Anonymous
11/04/2022 (Fri) 17:52
No.84715
del
“Notable faces influenced by Anglo American”https://southafrica.angloamerican.com/about-us/history/our-centenary-hub/stories/notable-faces-influenced-by-anglo-american?catvalue=*25 Sep, 2017
The company’s extensive bursary programme in the 1980s and 1990s produced the corporate elite we see in SA today, writes Dewald van Rensburg.
Anglo American people are everywhere. “Every other mining house globally, by default, has an executive who was groomed and trained by Anglo American,” says Mike Teke, former president of the Chamber of Mines. “It is a spectacular influence; it is amazing. Who does not come from Anglo American?”

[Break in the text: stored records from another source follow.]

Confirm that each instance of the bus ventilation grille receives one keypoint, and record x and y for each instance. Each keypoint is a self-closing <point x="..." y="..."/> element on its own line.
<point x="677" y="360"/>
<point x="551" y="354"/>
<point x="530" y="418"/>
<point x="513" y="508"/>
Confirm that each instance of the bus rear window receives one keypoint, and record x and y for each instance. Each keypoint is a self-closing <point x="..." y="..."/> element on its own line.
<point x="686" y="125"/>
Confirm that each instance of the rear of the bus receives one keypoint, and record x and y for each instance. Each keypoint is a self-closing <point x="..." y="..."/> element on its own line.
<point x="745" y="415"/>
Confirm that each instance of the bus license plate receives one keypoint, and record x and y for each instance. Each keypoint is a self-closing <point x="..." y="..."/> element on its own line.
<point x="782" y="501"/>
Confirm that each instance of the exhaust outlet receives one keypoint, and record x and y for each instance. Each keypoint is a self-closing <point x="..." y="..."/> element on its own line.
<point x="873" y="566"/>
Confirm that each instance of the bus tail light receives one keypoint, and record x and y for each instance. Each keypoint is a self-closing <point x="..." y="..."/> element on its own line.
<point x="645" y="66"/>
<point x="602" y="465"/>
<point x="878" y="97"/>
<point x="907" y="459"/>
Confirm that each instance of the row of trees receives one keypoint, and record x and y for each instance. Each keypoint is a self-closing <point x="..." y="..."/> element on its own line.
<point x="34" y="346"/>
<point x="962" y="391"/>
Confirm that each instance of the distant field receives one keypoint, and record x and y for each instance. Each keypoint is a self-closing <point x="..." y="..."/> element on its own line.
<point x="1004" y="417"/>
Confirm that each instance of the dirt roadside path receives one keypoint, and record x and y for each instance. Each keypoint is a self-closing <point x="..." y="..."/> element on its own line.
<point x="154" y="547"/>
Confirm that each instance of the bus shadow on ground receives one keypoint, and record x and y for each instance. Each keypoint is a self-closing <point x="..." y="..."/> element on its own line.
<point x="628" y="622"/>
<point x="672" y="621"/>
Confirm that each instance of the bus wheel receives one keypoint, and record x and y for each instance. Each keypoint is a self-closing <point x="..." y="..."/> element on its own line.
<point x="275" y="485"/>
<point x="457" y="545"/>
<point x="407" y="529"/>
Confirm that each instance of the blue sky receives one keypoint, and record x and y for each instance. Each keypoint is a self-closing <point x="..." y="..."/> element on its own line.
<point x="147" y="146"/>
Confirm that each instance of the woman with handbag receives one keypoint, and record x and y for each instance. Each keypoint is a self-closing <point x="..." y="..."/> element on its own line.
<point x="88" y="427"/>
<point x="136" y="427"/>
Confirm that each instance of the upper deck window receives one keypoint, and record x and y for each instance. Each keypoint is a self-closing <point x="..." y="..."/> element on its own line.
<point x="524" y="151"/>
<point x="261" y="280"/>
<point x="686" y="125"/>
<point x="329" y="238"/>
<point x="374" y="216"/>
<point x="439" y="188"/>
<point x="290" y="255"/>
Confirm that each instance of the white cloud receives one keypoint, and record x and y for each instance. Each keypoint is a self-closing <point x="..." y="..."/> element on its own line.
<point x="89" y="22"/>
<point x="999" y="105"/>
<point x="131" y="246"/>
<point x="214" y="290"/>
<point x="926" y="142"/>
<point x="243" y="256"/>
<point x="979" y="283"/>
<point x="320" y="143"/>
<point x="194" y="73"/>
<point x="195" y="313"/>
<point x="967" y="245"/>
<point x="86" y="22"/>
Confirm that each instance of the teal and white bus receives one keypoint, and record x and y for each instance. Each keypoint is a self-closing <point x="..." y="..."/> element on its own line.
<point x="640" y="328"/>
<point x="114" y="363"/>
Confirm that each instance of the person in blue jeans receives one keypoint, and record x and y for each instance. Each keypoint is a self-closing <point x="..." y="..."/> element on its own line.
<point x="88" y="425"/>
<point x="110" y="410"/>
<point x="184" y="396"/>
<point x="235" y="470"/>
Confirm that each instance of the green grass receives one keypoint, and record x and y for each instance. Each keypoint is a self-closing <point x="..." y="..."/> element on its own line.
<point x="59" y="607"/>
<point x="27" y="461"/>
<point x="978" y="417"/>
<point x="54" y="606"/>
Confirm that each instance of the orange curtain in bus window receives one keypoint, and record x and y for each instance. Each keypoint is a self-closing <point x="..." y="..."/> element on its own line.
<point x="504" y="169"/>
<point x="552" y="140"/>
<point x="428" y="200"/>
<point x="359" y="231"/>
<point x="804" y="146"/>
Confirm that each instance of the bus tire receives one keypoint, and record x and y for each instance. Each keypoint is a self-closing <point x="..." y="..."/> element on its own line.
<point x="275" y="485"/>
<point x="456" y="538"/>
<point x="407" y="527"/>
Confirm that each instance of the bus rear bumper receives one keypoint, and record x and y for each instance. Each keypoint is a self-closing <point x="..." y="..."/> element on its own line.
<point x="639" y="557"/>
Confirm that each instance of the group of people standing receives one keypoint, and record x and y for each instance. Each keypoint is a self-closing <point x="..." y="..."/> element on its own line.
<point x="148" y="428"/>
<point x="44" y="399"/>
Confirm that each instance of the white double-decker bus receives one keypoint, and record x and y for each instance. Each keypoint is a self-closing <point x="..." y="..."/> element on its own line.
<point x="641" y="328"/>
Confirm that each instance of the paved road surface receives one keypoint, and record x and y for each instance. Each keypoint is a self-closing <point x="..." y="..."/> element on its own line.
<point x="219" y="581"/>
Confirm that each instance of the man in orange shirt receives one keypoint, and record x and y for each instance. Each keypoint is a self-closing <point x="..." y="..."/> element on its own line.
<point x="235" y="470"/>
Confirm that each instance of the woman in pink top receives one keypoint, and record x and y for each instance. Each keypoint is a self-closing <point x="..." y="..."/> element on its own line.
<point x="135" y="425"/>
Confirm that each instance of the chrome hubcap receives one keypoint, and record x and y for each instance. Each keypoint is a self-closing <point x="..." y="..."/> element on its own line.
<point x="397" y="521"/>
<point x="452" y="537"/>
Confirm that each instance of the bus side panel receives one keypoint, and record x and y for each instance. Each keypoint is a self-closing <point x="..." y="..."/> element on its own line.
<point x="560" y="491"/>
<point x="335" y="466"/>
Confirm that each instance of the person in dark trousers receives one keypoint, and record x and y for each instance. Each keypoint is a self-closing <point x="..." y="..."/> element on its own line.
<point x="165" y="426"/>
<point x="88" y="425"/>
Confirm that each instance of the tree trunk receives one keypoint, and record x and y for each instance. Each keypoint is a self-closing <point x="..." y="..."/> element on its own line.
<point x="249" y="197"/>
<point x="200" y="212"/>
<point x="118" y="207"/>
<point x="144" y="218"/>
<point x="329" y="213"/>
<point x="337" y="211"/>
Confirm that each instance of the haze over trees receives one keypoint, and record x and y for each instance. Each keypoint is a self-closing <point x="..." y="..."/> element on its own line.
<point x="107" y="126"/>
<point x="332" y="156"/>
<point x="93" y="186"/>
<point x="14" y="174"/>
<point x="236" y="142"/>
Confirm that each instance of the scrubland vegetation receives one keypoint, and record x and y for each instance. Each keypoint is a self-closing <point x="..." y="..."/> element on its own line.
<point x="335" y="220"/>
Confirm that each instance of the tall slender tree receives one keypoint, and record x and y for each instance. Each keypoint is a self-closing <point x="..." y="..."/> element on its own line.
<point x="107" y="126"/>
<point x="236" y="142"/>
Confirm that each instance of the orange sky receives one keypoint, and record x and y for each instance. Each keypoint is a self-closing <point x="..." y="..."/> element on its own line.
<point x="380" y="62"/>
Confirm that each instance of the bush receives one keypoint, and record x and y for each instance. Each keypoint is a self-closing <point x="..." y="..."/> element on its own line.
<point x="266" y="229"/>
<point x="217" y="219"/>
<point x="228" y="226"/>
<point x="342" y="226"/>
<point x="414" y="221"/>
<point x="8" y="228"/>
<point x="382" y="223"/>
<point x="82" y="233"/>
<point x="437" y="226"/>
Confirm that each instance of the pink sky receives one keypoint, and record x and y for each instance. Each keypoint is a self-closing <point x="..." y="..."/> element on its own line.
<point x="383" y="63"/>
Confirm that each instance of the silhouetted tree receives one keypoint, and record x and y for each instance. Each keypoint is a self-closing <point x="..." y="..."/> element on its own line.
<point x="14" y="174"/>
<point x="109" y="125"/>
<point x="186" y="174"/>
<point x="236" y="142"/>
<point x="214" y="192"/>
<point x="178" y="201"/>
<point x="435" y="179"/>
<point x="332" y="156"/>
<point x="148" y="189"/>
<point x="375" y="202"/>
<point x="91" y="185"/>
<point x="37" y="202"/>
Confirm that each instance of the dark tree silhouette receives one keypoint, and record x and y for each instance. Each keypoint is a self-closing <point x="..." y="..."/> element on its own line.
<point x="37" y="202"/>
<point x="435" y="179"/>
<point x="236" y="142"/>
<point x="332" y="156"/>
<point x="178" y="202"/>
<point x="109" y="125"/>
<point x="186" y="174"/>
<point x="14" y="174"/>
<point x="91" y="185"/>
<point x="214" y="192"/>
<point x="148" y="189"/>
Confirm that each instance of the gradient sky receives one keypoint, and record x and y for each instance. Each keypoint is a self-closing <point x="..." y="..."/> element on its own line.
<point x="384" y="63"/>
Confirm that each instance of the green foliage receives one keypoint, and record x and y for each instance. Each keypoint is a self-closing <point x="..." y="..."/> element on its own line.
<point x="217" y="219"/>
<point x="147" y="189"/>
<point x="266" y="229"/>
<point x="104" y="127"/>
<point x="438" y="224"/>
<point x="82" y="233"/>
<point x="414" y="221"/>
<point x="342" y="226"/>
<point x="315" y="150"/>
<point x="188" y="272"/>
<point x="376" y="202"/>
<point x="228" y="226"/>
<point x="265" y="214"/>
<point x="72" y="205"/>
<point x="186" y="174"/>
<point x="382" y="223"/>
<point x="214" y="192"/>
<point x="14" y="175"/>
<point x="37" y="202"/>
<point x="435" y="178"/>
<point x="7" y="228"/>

Until the 1990s, the group, in a very real way, ran the region’s economy. After the company’s wholesale restructuring into a more focused mining company, those who grew up inside it can still be found throughout the corporate world in South Africa and beyond.
It is hard to overstate the role played by the company’s extensive bursary programme in the 1980s and 1990s in shaping South Africa’s corporate elite. Bursars run many Anglo American units, but also occupy a variety of positions outside the group.
Anglo American represented a major vein in South Africa’s business culture. Teke says: “The culture within Anglo American, from the Oppenheimers, was this culture of being a corporate, corporatised business. Everything is formal, everything is systematic. Everything has policies and procedures.”